To say that Charlotte is a picky eater is an understatement. When I say “picky eater,” I mean that she must not be my child, because she doesn’t seem to have a hunger cue. I am hungry all day. I eat, I wait five minutes, and then I’m all, “man, I’m starving.”
(fun fact: “starvin’ like Marvin” was one of Merrie’s first idioms. She is my child).
I serve one meal to Charlotte, and instead of eating it, she dances in her dining chair. I serve another, and she rolls her head around like the Exorcist child saying “pitittie! pittootie! Ma mae me moe moo!” I give her a snack, and she might go so far as to touch it to her tongue carefully before handing it to the dog. Her method of eating an apple often goes like this:
1. Take bite.
2. Chew for a while.
3. When mom turns her head spit it into your hand and drop on the floor.

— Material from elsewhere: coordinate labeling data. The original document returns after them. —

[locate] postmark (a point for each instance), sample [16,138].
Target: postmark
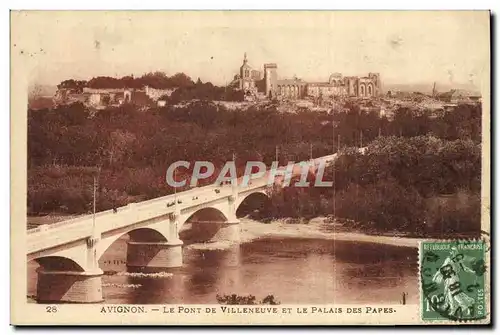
[452,280]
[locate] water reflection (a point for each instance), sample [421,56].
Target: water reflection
[293,270]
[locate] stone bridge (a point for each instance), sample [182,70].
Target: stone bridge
[68,252]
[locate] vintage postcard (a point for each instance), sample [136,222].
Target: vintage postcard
[250,168]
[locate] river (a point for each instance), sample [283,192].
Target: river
[295,269]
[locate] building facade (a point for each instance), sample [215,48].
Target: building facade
[250,80]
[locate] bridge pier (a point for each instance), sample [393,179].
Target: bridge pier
[152,256]
[229,231]
[69,286]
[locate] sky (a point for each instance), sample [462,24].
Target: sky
[404,47]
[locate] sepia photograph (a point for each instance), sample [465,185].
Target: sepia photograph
[251,161]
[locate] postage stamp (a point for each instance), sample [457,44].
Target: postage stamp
[453,280]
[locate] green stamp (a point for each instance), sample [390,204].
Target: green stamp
[452,277]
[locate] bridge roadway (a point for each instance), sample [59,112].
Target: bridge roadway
[68,251]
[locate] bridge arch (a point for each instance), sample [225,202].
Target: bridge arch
[247,204]
[58,263]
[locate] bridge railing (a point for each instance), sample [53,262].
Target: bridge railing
[149,204]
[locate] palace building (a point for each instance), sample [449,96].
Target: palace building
[251,81]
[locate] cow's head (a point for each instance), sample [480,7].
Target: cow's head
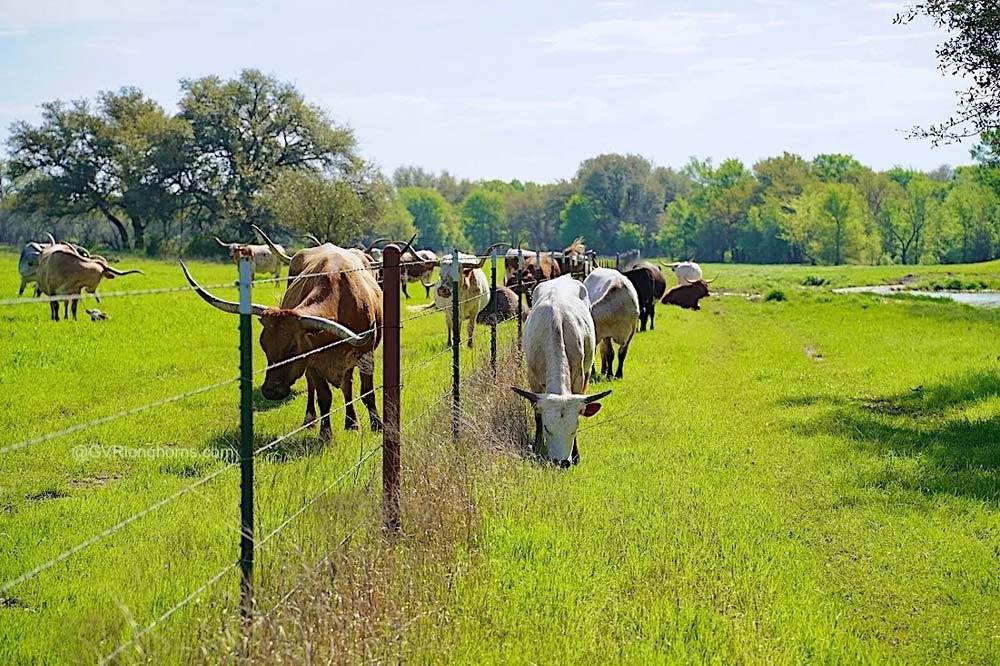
[285,335]
[687,295]
[560,419]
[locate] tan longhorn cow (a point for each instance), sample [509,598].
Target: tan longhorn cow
[63,272]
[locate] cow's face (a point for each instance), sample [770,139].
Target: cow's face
[282,338]
[560,419]
[446,284]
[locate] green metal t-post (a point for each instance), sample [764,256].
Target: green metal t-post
[246,439]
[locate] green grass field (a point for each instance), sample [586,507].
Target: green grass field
[806,481]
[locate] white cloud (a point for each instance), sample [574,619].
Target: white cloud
[108,44]
[901,36]
[678,33]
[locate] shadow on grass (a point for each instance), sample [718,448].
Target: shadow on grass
[262,404]
[927,445]
[300,445]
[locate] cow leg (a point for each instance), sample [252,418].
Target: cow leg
[622,353]
[368,400]
[539,440]
[607,357]
[347,388]
[310,419]
[324,397]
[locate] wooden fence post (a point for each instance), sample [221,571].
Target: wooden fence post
[456,341]
[391,407]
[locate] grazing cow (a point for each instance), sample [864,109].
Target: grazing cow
[628,259]
[559,344]
[501,307]
[27,263]
[614,305]
[649,285]
[571,260]
[263,259]
[333,298]
[419,267]
[538,267]
[687,295]
[473,294]
[63,272]
[686,271]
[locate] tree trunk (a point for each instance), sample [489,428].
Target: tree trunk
[138,233]
[117,224]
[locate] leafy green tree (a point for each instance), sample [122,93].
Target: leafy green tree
[576,220]
[126,160]
[433,217]
[246,132]
[341,211]
[835,167]
[483,219]
[827,226]
[909,215]
[621,189]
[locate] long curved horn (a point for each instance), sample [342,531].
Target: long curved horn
[341,331]
[487,250]
[409,246]
[225,306]
[597,396]
[374,242]
[285,259]
[118,273]
[532,397]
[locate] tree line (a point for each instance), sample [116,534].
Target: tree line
[120,170]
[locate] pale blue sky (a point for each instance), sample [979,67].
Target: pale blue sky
[522,89]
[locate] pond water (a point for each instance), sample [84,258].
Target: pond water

Needless to say, she is a waif, and I repeat, I don’t think she is really my child. Mind you, she was the only child born at the hospital the night I gave birth, and in fact was the only birth during my entire hospital stay in July 2006. Still: not hungry? A waif? Seriously, somehow, she must have been switched at birth.

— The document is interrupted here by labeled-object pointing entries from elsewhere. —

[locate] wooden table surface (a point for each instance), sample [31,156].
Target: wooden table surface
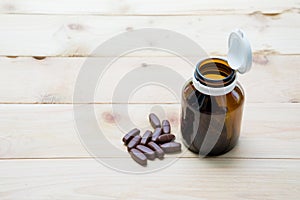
[43,45]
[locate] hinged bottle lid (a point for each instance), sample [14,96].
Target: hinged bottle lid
[239,55]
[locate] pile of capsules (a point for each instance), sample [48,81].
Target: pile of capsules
[151,144]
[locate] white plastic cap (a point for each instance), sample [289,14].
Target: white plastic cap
[239,55]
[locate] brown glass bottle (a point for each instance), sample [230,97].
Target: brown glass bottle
[211,118]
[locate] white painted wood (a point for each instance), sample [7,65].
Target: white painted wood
[145,7]
[48,131]
[188,178]
[52,80]
[43,35]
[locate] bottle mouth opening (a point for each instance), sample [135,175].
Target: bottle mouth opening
[214,72]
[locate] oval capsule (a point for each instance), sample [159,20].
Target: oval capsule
[156,133]
[154,121]
[158,151]
[166,127]
[171,147]
[149,153]
[130,135]
[134,142]
[166,138]
[146,137]
[138,157]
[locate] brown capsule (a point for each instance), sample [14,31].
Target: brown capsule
[158,151]
[146,137]
[138,157]
[166,128]
[149,153]
[130,135]
[171,147]
[156,133]
[154,121]
[134,142]
[166,138]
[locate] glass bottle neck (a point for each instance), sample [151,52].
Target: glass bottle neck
[213,76]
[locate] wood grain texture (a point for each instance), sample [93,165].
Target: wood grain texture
[145,7]
[49,131]
[186,179]
[52,35]
[52,80]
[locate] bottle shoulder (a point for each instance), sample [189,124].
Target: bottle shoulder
[198,100]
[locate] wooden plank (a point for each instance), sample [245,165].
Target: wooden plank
[43,35]
[185,179]
[49,131]
[147,7]
[52,80]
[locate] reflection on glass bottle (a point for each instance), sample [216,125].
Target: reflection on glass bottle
[212,107]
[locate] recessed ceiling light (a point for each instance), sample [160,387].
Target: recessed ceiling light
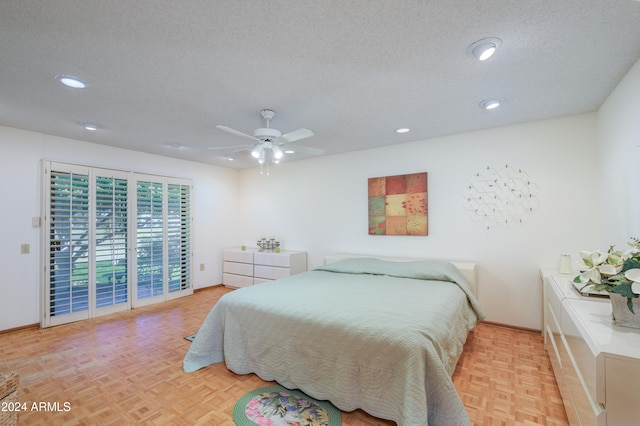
[491,103]
[73,82]
[485,48]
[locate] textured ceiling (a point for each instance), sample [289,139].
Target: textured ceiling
[163,72]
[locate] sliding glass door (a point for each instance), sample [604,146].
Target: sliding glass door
[93,266]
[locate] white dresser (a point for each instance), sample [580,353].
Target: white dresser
[596,364]
[242,268]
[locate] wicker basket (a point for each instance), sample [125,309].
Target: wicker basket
[8,394]
[621,314]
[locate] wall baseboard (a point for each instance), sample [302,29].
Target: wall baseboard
[513,327]
[21,328]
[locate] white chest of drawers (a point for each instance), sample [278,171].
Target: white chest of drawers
[596,364]
[242,268]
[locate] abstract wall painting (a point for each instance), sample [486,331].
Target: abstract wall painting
[398,205]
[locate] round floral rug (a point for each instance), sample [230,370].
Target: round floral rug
[279,406]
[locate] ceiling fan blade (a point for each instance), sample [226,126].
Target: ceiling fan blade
[236,132]
[296,135]
[306,149]
[236,147]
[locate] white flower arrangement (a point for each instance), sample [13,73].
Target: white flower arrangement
[614,271]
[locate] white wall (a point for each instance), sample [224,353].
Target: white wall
[619,135]
[320,205]
[215,197]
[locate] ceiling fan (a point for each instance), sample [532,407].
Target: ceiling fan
[270,144]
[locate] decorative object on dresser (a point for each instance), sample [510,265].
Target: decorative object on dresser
[596,364]
[269,244]
[617,273]
[242,268]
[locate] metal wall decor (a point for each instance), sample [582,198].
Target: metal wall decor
[503,197]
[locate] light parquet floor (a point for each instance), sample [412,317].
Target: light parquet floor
[126,368]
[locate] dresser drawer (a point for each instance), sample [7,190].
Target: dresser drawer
[272,259]
[238,256]
[238,268]
[271,272]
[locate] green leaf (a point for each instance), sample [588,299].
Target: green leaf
[631,263]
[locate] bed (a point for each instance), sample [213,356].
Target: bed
[368,333]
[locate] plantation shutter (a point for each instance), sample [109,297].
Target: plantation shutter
[111,242]
[109,235]
[68,258]
[179,236]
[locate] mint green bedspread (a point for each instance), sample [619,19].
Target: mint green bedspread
[362,333]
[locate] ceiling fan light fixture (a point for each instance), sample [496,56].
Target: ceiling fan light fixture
[277,152]
[491,103]
[485,48]
[70,81]
[92,127]
[259,149]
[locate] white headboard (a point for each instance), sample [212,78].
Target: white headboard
[468,269]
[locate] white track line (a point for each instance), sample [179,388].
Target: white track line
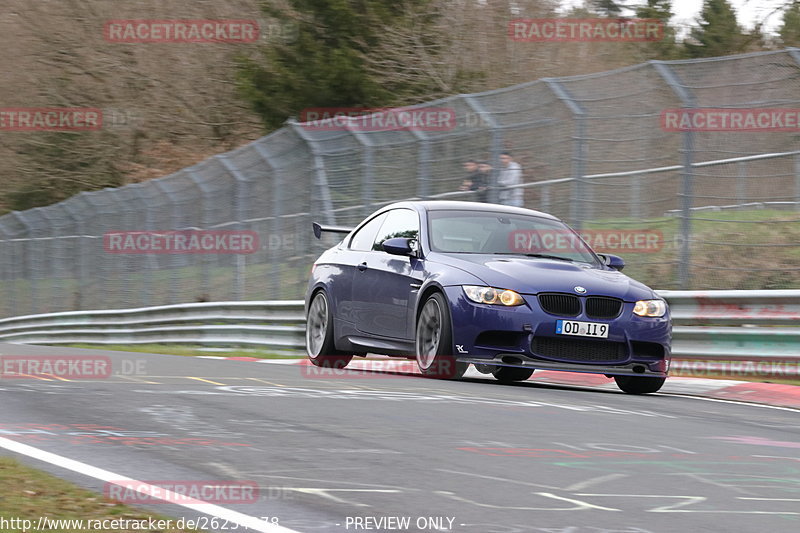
[242,519]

Our pediatrician says she’s just “on her own growth curve,” one that happens to fall below the standard curve for kids that are Charlotte’s age/height. She says it with a shrug, without too much concern, and encourages me to just keep trying. So I sigh whenever I clear yet another untouched plate from the table.
Then, recently, we borrowed this book from the library:
It’s a charming, award-winning, story based on a Russian folktale about a turnip that grows big enough to meet the needs of a family. In this version, Tall Papa Joe, Wide Mama Bess, Strong Brother Abel, and “sweet Little Isabelle” plant a single carrot on their hardscrabble farm, each with different plans for the one vegetable that will grow. Papa wants juice, Mama wants carrot stew, Abel wants carrot relish. Sprite-like Isabelle — a dreaming, dancing Elfin-like creature who reminds me so much of my own Charlotte — hopes for carrot pudding. Isabelle sings and dances for the carrot plant, coaxing its growth with her special brand of magic until it is large enough to meet everyone’s needs.

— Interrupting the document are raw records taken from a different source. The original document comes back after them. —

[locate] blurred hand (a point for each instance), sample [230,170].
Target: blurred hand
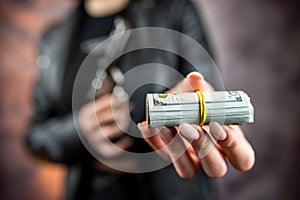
[189,146]
[104,121]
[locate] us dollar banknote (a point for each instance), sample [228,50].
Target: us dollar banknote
[224,107]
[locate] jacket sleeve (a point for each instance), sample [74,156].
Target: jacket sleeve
[50,137]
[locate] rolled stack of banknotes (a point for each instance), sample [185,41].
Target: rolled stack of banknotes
[224,107]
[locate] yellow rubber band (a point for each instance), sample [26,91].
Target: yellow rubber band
[202,108]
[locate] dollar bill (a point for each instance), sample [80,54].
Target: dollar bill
[224,107]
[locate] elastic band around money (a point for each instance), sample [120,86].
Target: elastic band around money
[202,108]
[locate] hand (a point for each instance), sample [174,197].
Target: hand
[105,120]
[189,146]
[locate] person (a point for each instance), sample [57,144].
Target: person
[53,134]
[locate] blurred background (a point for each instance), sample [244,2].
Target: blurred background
[257,48]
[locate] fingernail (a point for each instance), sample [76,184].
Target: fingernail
[195,75]
[217,131]
[166,135]
[189,131]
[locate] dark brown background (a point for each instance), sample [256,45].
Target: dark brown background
[257,47]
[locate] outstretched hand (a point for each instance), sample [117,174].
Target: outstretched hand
[191,146]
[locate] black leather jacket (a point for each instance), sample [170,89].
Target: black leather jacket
[53,136]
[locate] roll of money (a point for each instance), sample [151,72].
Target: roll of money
[224,107]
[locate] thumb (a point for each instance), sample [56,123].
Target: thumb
[193,81]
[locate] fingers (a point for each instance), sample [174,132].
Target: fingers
[152,137]
[194,81]
[110,150]
[169,144]
[235,146]
[211,159]
[183,160]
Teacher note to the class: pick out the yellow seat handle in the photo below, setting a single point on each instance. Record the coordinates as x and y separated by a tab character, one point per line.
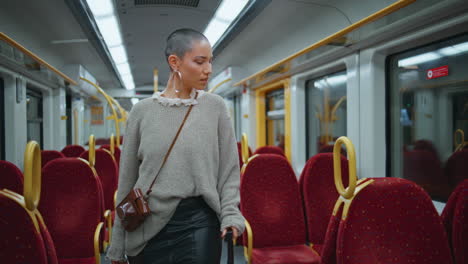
348	192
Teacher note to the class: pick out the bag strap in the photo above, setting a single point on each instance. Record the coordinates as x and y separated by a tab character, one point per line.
172	145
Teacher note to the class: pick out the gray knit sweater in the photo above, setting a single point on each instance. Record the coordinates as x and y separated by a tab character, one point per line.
204	162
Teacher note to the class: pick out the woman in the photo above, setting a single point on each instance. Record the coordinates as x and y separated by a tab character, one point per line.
196	195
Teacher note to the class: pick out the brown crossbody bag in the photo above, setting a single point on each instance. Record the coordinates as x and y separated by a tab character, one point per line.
133	210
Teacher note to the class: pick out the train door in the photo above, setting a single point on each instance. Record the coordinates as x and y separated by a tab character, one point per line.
428	114
326	114
68	112
34	110
2	120
273	118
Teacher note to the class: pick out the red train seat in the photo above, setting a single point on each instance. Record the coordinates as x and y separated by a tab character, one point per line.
11	177
271	204
319	195
455	219
270	150
72	208
73	151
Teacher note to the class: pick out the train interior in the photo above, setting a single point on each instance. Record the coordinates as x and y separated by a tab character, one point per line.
350	118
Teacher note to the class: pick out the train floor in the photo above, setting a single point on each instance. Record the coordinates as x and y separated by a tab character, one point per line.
238	256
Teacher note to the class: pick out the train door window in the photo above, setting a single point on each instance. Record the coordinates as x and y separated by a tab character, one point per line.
326	112
68	111
428	115
34	114
275	125
2	120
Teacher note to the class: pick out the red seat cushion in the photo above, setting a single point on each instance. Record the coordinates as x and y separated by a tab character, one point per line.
270	150
297	254
20	241
319	194
73	151
48	155
392	220
107	171
71	206
271	202
11	177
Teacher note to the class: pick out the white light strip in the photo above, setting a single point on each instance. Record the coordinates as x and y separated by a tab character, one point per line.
227	11
107	22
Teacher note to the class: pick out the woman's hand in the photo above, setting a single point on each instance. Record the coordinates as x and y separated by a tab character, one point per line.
235	232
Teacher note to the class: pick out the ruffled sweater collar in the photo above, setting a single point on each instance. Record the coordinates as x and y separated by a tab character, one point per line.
178	101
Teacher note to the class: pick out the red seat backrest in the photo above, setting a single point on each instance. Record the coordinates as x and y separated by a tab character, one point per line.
424	168
11	177
455	219
319	193
116	152
271	202
48	155
73	151
107	171
21	240
456	169
270	150
392	220
71	206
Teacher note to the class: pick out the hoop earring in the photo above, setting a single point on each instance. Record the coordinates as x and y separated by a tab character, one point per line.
180	78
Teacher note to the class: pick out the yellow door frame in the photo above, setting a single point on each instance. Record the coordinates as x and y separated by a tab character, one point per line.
261	113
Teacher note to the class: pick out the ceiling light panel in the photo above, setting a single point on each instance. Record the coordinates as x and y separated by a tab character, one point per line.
101	7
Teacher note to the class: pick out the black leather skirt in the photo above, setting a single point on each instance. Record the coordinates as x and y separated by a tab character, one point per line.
192	236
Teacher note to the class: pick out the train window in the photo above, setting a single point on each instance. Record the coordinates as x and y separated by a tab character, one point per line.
2	120
275	125
326	112
34	114
428	115
233	105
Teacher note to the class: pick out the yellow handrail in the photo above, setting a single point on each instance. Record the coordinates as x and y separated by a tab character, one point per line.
349	192
109	101
244	148
92	151
15	44
112	144
32	175
388	10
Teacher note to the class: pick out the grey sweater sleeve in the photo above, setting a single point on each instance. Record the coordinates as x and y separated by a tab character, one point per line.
128	175
228	174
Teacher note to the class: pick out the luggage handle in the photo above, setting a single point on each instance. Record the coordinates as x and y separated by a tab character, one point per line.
230	242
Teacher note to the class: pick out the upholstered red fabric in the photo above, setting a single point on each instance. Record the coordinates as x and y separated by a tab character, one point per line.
449	213
107	171
11	177
456	169
297	254
460	226
424	168
20	241
116	152
48	155
48	244
71	206
271	202
73	151
392	220
319	194
328	252
270	150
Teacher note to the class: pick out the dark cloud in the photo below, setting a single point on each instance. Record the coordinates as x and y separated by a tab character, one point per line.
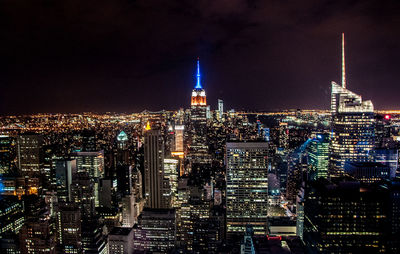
128	55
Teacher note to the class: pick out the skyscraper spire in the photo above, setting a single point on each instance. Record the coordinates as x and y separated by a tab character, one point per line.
198	84
343	64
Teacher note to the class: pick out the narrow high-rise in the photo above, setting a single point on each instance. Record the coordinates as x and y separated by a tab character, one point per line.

Charlotte loves the story, and its folksy, colloquial language flat-out charmed me. At the end of the book is a recipe for Sweet Little Isabelle’s Carrot Pudding. And when we saw this, Charlotte said, “maybe we can get some carrots and make this!” So we did, or a variation of it, anyway. And Charlotte, my skeptical-of-all-foods toddler has been noshing happily on it all week. I changed the recipe slightly, and here is my variation – a doubled recipe, with a little less sugar.
Peck herself is an organic gardener and a former cook at a vegetarian restaurant, so she knows her food. She apparently knows something about kids, too. Like, for example, the fact that a book in which a little girl magically sings and dances a giant carrot into being is sometimes all that’s needed to coax even the pickiest eater into trying, and loving, something new.